Tags: 2014 Midterm Elections | 2016 Elections | digital | political | advertising | Larry Grisolano

Report: Digital Age Coming to Political Advertising

By Cathy Burke   |   Tuesday, 15 Jul 2014 08:45 PM

The digital age is calling, and politicians are starting to listen.

"In politics, as in advertising, you have to follow people by the choices they make," Analytics Media Group founder Larry Grisolano told The Wall Street Journal.

The Journal reports that political consulting firm Deep Root Analytics and other data analysts are buying consumer information from data-mining firms, including movie and TV-measurement firms like Rentrak and Nielsen, as well as credit-score firm Experian.

But new targeting tools are looking at the viewing habits of individuals —  not age brackets —  and Cablevision and Comcast Spotlight, a division of Comcast Corp., have started providing campaigns with more specific audience information to give them detailed, real-time information about what and when people are watching.

The analytics firms then use computers to sort through the information and steer campaign efforts, as they do for businesses' marketing campaigns.

The result is revolutionizing the billion-dollar business of political advertising, the Journal reports.

"Instead of sending a letter to a post box, we're sending a 30-second spot to a TV set," Warren Schlichting, senior vice president of Dish media sales, told the Journal.

President Barack Obama's re-election team in 2012 pioneered these media cost-benefit analytics, the Journal noted, and Grisolano was the campaign's top media adviser then.

"[W]e decided to buy [media] differently," Grisolano told the Journal. "The data gave us the confidence to try something different."

A new study shows just how targeted political ads can get, USA Today reports.

The study by Kantar Media's Campaign Media Analysis Group found that attack ads in particular have a ready-made audience on crime shows, which carry the highest share of negative political ads among all of the spots aired within a genre, USA Today reports.

Nearly 77 percent of the 979 spots that ran during police, mystery and suspense shows were political attack ads, followed by more than 70 percent of the spots aired on entertainment magazine shows, the study found.

"If you are watching between the hours of 7 [p.m.] and 11 [p.m.], you already are tuning in for some sort of violence or character assassination," Elizabeth Wilner, who oversees Kantar's political advertising operation, told USA Today. "You are primed . . . for drama anyway."

Campaigns will devote about 57 percent of their overall advertising budget to broadcast TV, say projections by Kantar's group, and another 15 percent to cable, the Journal reports.

Digital advertising, meanwhile, will account for just 7 percent of the average campaign budget, less than half of the amount most candidates will spend on direct mail, the Journal reports.

It's beginning to change, though.

When New Jersey Republican Gov.
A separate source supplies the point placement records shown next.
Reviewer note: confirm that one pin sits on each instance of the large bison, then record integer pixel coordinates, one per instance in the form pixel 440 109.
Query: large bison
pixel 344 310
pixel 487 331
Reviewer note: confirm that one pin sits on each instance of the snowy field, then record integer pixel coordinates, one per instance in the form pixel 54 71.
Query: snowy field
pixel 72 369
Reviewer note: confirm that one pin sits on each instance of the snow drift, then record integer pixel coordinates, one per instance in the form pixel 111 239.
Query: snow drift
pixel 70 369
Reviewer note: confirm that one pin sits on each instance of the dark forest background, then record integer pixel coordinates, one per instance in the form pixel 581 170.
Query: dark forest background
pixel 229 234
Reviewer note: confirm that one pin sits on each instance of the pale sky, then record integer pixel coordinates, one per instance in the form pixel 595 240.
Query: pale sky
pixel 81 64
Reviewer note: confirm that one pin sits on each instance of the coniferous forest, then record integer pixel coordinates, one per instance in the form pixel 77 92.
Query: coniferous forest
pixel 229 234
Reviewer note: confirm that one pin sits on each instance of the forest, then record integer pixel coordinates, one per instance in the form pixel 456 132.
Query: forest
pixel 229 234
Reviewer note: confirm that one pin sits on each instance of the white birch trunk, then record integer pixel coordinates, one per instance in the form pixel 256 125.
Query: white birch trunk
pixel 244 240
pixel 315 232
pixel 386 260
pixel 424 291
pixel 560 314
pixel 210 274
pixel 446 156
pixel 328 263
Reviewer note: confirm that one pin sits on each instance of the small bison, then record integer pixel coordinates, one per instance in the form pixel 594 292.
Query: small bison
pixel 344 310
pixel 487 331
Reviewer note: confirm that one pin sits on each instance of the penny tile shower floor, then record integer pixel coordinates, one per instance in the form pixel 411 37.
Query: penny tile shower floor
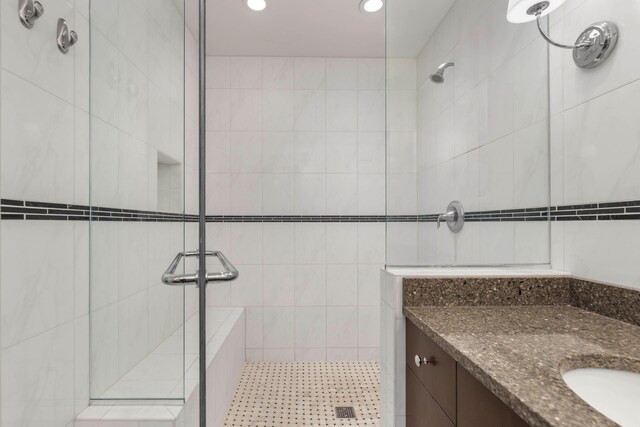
pixel 306 394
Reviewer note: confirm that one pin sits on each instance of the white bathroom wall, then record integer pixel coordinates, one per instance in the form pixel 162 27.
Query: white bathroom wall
pixel 594 143
pixel 305 137
pixel 44 325
pixel 483 136
pixel 137 99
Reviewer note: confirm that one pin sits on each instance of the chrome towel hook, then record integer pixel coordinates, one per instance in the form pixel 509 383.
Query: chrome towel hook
pixel 29 11
pixel 65 38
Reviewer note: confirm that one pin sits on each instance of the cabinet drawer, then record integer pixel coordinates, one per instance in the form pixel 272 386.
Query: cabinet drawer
pixel 438 375
pixel 479 407
pixel 422 410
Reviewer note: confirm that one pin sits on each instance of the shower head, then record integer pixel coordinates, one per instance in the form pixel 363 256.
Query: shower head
pixel 438 75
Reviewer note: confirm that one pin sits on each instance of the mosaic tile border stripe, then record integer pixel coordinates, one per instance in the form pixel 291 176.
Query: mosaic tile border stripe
pixel 32 210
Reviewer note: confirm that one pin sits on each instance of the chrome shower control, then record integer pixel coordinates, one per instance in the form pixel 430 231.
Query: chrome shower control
pixel 419 361
pixel 65 38
pixel 29 11
pixel 454 217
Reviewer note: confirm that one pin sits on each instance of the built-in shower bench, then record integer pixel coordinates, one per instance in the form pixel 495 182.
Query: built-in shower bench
pixel 225 360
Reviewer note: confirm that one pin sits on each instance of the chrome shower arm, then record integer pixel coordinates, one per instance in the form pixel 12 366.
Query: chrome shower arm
pixel 551 42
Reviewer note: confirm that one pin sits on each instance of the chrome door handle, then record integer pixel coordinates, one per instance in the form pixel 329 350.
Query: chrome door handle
pixel 170 278
pixel 419 361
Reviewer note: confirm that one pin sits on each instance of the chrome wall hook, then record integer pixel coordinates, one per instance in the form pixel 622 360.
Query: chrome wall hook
pixel 29 11
pixel 65 38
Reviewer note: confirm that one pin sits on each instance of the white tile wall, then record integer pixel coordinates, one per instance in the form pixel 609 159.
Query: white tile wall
pixel 44 146
pixel 316 146
pixel 44 276
pixel 294 277
pixel 594 144
pixel 482 137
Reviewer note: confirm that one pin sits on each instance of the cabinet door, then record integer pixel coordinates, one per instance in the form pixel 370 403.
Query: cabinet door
pixel 422 410
pixel 479 407
pixel 438 375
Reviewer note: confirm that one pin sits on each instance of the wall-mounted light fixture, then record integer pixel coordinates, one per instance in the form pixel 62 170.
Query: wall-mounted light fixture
pixel 371 6
pixel 591 49
pixel 256 5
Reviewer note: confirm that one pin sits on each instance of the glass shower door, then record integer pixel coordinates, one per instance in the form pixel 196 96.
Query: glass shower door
pixel 140 345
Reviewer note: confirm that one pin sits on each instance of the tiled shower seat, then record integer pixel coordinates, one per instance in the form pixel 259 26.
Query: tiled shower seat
pixel 160 374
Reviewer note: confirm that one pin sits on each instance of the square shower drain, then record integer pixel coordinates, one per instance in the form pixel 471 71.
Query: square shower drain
pixel 345 412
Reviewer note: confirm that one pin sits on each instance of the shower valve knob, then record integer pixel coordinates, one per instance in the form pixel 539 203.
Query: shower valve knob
pixel 65 38
pixel 29 11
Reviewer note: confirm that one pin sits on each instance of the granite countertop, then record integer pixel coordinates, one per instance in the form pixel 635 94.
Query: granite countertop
pixel 520 351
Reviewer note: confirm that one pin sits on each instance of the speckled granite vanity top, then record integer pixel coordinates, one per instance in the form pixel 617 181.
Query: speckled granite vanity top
pixel 517 337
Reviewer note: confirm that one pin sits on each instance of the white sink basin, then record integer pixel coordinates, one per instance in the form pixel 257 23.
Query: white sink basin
pixel 615 394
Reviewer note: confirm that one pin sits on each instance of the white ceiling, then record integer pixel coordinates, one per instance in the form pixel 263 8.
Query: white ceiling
pixel 332 28
pixel 411 23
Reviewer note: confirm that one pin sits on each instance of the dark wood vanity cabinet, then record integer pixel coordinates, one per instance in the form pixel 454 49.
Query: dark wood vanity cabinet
pixel 441 393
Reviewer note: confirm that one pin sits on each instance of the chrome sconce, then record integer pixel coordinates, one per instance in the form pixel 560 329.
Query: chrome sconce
pixel 29 11
pixel 592 47
pixel 65 38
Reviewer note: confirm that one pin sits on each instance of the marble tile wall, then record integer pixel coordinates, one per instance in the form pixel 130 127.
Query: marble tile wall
pixel 594 149
pixel 306 136
pixel 47 125
pixel 137 135
pixel 44 322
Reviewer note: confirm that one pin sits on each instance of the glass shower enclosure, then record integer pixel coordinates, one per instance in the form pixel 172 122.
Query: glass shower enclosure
pixel 467 122
pixel 143 177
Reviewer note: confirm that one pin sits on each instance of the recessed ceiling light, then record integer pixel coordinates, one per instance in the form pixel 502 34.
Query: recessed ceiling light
pixel 371 5
pixel 256 5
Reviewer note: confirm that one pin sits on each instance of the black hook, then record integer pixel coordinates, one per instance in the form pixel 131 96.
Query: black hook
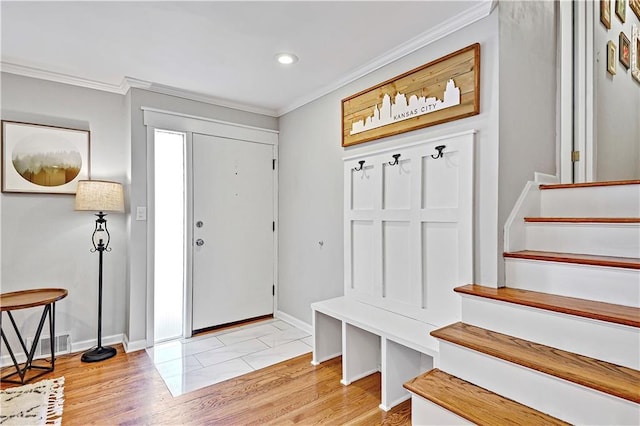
pixel 395 159
pixel 439 148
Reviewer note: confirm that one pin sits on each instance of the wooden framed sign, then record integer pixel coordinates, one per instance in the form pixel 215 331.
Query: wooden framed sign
pixel 443 90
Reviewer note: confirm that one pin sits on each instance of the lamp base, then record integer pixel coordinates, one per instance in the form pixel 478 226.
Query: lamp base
pixel 98 354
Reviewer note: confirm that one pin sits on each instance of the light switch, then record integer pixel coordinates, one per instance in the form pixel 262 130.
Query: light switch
pixel 141 213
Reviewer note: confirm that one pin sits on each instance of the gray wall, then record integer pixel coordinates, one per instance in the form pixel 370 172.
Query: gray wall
pixel 616 105
pixel 528 97
pixel 45 243
pixel 311 174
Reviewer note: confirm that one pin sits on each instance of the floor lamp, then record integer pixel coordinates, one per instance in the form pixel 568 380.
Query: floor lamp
pixel 99 196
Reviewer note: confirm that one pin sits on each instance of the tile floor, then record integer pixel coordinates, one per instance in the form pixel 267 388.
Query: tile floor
pixel 189 364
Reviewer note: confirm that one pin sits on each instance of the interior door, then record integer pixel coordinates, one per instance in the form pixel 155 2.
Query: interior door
pixel 233 213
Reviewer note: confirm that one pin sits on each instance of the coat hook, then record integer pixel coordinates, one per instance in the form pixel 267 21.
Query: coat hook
pixel 439 148
pixel 395 159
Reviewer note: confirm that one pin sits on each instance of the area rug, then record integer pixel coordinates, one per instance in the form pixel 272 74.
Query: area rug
pixel 34 404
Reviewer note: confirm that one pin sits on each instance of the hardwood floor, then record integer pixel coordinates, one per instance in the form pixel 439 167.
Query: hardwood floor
pixel 127 390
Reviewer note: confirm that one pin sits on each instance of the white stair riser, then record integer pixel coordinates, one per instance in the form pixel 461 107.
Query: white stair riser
pixel 598 201
pixel 425 412
pixel 559 398
pixel 617 344
pixel 621 240
pixel 612 285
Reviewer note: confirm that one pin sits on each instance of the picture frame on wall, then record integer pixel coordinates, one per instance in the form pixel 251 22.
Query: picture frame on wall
pixel 635 7
pixel 611 57
pixel 43 159
pixel 624 52
pixel 621 10
pixel 605 13
pixel 635 53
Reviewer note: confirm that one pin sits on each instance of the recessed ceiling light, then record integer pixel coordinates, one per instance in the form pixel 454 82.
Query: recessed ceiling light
pixel 286 58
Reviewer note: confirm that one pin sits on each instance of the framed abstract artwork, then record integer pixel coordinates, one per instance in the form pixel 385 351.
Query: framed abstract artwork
pixel 635 53
pixel 624 53
pixel 635 6
pixel 605 13
pixel 611 58
pixel 621 10
pixel 43 159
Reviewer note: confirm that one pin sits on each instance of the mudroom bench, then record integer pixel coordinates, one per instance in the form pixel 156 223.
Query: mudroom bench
pixel 372 339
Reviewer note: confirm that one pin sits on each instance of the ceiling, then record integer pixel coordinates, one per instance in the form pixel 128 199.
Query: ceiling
pixel 221 51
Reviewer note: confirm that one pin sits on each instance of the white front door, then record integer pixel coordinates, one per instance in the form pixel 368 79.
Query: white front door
pixel 233 235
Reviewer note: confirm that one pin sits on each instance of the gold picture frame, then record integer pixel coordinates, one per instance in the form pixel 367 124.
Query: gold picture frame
pixel 635 7
pixel 624 50
pixel 611 57
pixel 621 10
pixel 43 159
pixel 635 53
pixel 605 13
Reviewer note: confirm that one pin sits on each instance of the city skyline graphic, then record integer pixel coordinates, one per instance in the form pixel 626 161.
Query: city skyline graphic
pixel 403 109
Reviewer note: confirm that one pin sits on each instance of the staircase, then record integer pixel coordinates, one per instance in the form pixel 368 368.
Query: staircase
pixel 561 342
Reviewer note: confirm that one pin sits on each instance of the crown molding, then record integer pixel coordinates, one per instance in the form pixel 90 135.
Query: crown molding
pixel 26 71
pixel 480 11
pixel 196 96
pixel 128 83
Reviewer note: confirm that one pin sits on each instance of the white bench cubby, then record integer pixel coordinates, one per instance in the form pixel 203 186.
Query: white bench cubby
pixel 408 241
pixel 372 339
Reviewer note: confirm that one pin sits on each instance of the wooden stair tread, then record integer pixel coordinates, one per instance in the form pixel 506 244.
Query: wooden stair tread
pixel 474 403
pixel 590 184
pixel 614 220
pixel 583 259
pixel 618 314
pixel 612 379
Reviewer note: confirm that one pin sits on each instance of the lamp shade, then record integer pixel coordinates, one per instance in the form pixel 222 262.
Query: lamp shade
pixel 99 196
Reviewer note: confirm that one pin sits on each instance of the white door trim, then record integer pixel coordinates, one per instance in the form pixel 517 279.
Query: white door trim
pixel 189 124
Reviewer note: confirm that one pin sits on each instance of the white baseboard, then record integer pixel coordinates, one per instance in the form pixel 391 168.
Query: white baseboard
pixel 294 321
pixel 88 344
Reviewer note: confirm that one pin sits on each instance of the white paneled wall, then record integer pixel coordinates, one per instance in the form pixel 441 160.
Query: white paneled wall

Chris Christie wanted to reach Hispanic voters during his re-election campaign last year, data analysts discovered that viewers of "Dama y Obrero," a Spanish-language telenovella about a woman torn between two men, would likely be more receptive to his message than viewers of "Porque el Amor Manda," a romantic comedy, the Journal reports.

"These are calculations we just couldn't do before," Alex Lundry, a Deep Root co-founder who led the data team for Republican Mitt Romney's presidential bid in 2012, told the Journal.